After demonetisation of ₹500 and ₹1000 rupee notes[65][66][67] various authorities noticed a surge in shell companies depositing cash in banks, possibly in an attempt to hide the real owner of the wealth. In response, in July 2017, the authorities ordered nearly 2 lakh shell companies to be shut down while Securities and Exchange Board of India (SEBI) imposed trading restrictions on 162 listed entities as shell companies.[68][69] In September 2017, the government froze bank accounts of nearly 2 lakh shell companies.[70] A day after, the Corporate Affairs ministry decided to: ban around 300,000 directors of shell companies from serving on the boards of other firms, track down the beneficial owners of suspected shell companies and take penal action against those who divert funds from these shell companies.[71]

Infrastructure[edit]

Modi government passed the National Waterways Act, 2016 to develop 111 National Waterways in India.[72]

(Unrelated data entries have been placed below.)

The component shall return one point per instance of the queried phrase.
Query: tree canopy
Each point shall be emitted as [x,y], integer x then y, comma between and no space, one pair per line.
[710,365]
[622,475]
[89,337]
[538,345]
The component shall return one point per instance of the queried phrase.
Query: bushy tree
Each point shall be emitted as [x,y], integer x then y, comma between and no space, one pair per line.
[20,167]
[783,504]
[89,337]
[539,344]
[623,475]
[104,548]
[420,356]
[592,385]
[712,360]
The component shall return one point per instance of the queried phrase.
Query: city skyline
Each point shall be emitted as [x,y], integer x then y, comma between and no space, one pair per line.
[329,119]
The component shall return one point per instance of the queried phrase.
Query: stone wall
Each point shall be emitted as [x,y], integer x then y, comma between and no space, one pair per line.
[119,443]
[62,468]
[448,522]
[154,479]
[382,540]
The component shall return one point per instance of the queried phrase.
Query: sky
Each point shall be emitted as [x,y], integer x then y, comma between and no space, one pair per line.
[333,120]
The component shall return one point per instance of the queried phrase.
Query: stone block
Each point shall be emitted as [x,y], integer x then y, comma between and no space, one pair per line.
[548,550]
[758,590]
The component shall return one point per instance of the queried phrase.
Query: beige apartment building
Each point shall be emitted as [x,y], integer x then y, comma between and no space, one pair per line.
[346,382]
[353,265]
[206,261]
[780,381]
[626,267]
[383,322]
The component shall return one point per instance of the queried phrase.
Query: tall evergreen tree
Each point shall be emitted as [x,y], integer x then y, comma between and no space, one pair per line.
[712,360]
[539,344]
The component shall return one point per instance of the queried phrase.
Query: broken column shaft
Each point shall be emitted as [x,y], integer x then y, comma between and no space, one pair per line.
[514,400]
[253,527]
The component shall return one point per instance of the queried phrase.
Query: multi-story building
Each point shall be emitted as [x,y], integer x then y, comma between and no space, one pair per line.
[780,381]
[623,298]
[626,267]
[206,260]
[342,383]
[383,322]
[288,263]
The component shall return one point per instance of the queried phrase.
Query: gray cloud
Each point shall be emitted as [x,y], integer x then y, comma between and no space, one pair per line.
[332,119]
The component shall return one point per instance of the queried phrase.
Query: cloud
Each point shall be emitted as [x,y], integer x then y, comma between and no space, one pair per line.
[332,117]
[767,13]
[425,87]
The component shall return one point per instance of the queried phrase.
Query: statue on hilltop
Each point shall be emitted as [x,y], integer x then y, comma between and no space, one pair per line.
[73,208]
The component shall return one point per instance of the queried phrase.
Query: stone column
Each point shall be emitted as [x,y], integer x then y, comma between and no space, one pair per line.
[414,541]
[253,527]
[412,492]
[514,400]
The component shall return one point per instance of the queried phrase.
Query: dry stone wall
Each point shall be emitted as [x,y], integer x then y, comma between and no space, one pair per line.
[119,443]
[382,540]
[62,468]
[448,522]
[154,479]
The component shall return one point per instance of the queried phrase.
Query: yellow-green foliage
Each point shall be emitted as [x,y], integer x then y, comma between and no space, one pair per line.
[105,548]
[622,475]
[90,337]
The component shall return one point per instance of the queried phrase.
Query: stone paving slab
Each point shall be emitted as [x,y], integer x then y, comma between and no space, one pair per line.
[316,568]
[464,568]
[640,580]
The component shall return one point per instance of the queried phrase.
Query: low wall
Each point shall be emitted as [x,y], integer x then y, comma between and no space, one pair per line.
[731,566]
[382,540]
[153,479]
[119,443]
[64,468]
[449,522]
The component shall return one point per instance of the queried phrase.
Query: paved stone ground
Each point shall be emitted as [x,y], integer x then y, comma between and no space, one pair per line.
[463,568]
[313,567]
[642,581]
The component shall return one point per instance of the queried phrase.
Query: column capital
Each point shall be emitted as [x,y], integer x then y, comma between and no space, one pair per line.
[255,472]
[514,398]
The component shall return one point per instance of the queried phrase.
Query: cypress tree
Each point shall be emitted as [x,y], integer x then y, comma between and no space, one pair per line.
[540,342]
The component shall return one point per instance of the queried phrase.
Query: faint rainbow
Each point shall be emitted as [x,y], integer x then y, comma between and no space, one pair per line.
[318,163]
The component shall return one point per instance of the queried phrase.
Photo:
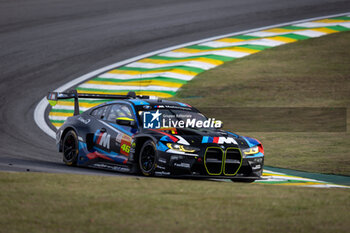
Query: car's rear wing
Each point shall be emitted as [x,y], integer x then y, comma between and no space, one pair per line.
[52,97]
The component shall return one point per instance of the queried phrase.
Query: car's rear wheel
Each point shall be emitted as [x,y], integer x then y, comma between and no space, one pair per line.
[70,148]
[148,158]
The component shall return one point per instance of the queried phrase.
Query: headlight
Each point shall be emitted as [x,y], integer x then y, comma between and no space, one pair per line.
[183,148]
[251,151]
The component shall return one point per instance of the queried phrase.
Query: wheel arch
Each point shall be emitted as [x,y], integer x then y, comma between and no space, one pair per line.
[64,132]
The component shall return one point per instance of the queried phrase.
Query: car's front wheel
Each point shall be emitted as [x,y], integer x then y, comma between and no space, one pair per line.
[148,158]
[70,148]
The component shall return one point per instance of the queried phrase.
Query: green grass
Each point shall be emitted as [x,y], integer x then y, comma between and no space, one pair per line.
[34,202]
[310,73]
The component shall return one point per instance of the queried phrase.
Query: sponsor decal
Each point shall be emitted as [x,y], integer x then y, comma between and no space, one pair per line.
[125,144]
[110,167]
[85,121]
[160,167]
[219,140]
[184,165]
[162,173]
[104,140]
[161,160]
[152,119]
[156,120]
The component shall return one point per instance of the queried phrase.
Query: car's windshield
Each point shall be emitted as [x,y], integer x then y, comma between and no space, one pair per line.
[169,117]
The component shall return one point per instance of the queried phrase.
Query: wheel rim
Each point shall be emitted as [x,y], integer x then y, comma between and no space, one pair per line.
[147,158]
[69,148]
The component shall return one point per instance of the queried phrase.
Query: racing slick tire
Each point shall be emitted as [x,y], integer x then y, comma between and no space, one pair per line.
[70,148]
[148,158]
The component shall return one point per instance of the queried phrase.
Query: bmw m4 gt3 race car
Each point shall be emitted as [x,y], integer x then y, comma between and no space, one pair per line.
[155,137]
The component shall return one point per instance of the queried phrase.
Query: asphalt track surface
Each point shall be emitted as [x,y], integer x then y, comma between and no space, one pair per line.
[44,44]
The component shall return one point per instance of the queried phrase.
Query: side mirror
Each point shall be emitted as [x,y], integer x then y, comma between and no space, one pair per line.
[126,121]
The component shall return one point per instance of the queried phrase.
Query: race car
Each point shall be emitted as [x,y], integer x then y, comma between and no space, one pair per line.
[154,137]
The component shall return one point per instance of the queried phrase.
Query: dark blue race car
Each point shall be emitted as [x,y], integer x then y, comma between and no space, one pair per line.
[154,137]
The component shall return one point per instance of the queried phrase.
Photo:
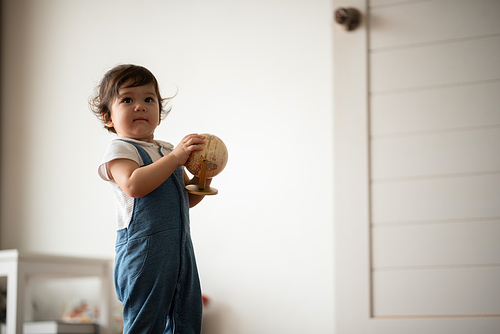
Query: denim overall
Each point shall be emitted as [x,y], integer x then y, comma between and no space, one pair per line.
[156,277]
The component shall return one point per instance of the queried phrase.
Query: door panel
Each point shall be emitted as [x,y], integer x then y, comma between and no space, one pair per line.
[447,108]
[417,248]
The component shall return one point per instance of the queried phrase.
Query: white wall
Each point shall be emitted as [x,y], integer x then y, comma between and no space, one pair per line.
[255,73]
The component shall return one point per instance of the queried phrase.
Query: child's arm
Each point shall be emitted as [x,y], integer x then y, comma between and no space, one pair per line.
[195,199]
[138,182]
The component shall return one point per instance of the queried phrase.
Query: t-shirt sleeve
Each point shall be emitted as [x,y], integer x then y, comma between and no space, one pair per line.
[117,149]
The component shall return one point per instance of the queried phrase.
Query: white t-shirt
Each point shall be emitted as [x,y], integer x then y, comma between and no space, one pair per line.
[119,149]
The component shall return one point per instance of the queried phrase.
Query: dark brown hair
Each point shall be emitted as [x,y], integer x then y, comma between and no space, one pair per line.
[116,78]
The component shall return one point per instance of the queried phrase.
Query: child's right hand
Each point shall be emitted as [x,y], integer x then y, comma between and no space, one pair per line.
[188,144]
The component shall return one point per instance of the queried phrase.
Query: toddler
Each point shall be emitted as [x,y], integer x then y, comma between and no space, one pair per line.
[155,272]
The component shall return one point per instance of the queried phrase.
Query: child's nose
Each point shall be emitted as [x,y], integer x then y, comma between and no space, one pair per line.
[139,107]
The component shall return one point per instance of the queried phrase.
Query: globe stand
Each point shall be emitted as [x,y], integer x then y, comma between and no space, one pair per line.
[201,188]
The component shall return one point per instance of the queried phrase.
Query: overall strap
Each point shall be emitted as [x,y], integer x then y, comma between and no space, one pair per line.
[178,174]
[146,159]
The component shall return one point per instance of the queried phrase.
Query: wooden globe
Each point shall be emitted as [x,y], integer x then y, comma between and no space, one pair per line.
[207,163]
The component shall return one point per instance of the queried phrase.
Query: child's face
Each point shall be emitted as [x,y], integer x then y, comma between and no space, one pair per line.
[135,113]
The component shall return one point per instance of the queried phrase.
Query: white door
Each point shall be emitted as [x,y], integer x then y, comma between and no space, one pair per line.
[417,167]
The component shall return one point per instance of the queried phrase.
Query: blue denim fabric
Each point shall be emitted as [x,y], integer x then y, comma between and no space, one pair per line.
[156,277]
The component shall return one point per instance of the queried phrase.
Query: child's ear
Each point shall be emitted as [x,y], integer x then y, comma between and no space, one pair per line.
[106,118]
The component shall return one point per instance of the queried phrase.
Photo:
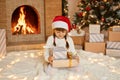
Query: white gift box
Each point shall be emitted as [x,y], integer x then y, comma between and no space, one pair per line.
[65,63]
[96,37]
[59,53]
[2,42]
[113,45]
[94,28]
[113,52]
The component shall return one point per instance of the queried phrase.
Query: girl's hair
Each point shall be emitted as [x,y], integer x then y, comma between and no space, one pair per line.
[60,29]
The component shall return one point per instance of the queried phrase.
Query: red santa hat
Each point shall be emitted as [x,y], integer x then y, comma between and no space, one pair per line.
[61,22]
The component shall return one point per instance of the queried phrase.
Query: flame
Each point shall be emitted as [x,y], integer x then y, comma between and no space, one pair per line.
[22,27]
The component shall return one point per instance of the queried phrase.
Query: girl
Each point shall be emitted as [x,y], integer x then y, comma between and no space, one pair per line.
[61,26]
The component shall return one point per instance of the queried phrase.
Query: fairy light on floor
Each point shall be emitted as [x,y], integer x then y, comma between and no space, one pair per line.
[112,69]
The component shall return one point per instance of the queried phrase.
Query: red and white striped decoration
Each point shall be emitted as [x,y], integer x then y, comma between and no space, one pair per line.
[94,28]
[113,45]
[2,42]
[96,37]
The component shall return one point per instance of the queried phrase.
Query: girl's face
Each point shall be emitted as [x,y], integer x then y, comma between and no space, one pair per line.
[60,33]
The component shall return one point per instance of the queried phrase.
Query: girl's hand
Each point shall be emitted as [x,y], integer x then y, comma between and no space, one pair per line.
[50,59]
[76,57]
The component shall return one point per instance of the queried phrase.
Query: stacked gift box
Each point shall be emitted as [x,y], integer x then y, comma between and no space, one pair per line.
[2,42]
[61,58]
[95,39]
[113,43]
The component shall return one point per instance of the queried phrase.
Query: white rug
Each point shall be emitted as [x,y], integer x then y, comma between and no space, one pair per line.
[28,65]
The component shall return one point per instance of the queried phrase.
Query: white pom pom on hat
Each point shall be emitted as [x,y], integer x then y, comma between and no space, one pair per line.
[61,22]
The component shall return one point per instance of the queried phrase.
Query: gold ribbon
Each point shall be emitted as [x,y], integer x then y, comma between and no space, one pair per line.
[70,62]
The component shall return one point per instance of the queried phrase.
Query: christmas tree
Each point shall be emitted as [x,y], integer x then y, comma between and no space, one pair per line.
[103,12]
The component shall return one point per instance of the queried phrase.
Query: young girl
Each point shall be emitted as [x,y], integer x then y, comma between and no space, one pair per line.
[61,26]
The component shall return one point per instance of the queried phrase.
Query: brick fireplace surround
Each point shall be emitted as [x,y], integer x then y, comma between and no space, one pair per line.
[29,41]
[43,9]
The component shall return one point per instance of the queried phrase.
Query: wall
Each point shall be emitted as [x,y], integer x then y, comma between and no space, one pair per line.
[52,8]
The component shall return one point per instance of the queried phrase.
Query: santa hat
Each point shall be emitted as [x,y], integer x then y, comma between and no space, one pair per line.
[61,22]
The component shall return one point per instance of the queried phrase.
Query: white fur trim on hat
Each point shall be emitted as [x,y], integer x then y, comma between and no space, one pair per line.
[60,24]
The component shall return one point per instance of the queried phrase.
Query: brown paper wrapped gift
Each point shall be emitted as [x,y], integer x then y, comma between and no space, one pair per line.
[65,63]
[114,36]
[97,47]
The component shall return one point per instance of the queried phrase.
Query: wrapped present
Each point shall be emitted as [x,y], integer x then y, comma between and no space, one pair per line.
[116,28]
[59,53]
[113,45]
[96,37]
[94,28]
[113,52]
[97,47]
[2,42]
[114,36]
[65,63]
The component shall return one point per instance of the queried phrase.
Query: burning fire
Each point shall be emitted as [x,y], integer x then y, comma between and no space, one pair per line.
[22,27]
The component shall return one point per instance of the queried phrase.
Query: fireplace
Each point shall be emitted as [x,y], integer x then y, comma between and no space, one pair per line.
[25,20]
[31,28]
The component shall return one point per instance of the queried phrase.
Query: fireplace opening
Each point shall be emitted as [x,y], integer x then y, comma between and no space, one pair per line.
[25,20]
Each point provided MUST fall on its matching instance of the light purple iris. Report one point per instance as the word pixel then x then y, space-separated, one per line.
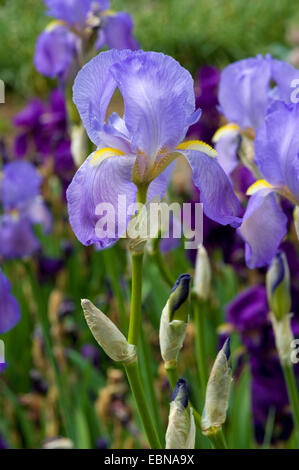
pixel 59 47
pixel 9 307
pixel 277 158
pixel 245 92
pixel 23 208
pixel 159 108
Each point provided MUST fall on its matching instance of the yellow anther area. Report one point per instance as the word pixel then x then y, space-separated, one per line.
pixel 53 24
pixel 104 153
pixel 199 146
pixel 257 186
pixel 225 130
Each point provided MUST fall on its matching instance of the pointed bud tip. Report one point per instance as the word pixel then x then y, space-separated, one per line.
pixel 226 348
pixel 181 392
pixel 184 280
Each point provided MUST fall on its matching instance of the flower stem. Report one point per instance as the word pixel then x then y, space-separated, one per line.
pixel 160 262
pixel 199 311
pixel 293 396
pixel 136 298
pixel 138 392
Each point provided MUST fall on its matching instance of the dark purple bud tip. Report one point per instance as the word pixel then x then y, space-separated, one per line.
pixel 181 392
pixel 226 348
pixel 179 293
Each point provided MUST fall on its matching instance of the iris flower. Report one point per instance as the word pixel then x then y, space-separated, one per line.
pixel 60 46
pixel 23 207
pixel 245 92
pixel 277 158
pixel 140 148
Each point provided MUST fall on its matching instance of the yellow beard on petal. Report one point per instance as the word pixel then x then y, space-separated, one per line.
pixel 100 155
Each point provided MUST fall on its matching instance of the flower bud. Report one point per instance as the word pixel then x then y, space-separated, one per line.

Hindutva and social policies[edit]

During the 2014 election campaign, Modi expressed hopes for a tenure without communal violence. The BJP sought to identify itself with political leaders known to have opposed Hindu nationalism, including B. R. Ambedkar, Subhas Chandra Bose, and Ram Manohar Lohia.[11] The campaign also saw the use of rhetoric based on Hindutva, however, by BJP leaders in certain states.[73] Communal tensions were played upon especially in Uttar Pradesh and the states of Northeast India.[73] A proposal for the controversial Uniform Civil Code was a part of the BJP's election manifesto.[74]

Several state governments headed by the BJP have enacted policies aligned with Hindutva after the election of Modi as prime minister. The government of Maharashtra banned the killing of cows in 2014.[73] The government of Haryana made changes to its education policy that introduced Hindu religious elements into the curriculum.[75] External affairs minister Sushma Swaraj suggested after the election that the Bhagvad Gita be adopted as India's "national book".[73] The Modi administration has generally avoided directly supporting policies related to a Hindutva agenda.[73] There has been an increase in the activities of a number of other Hindu nationalist organisations, sometimes with the support of the government.[11][73] The incidents included a campaign against "Love Jihad", a religious conversion programme, and attempts to celebrate Nathuram Godse, the assassin of Mahatma Gandhi, by members of the right wing Hindu Mahasabha.[11] The attempts at religious conversion have been described by the VHP and other organisations involved with them as attempts at "reconversion" from Islam or Christianity. There have been a number of reports of intimidation or coercion of the subjects during these attempts.[73] Officials in the government, including the Home Minister, have defended the attempts.[73] There were additional incidents of violence targeted at religious minorities by Hindu nationalists.[11] Modi refused to remove a government minister from her position after a popular outcry resulted from her referring to religious minorities as "bastards."[11] Commentators have suggested, however, that the violence was perpetrated by radical Hindu nationalists to undercut the authority of Modi.[11]

The Modi administration appointed Yellapragada Sudershan Rao, who had previously been associated with the RSS, chairperson of the Indian Council of Historical Research.[74] In reaction to his appointment, other historians and former members of the ICHR, including those sympathetic to the ruling party, questioned his credentials as a historian. Several stated that the appointment was part of an agenda of cultural nationalism.[74][76][77]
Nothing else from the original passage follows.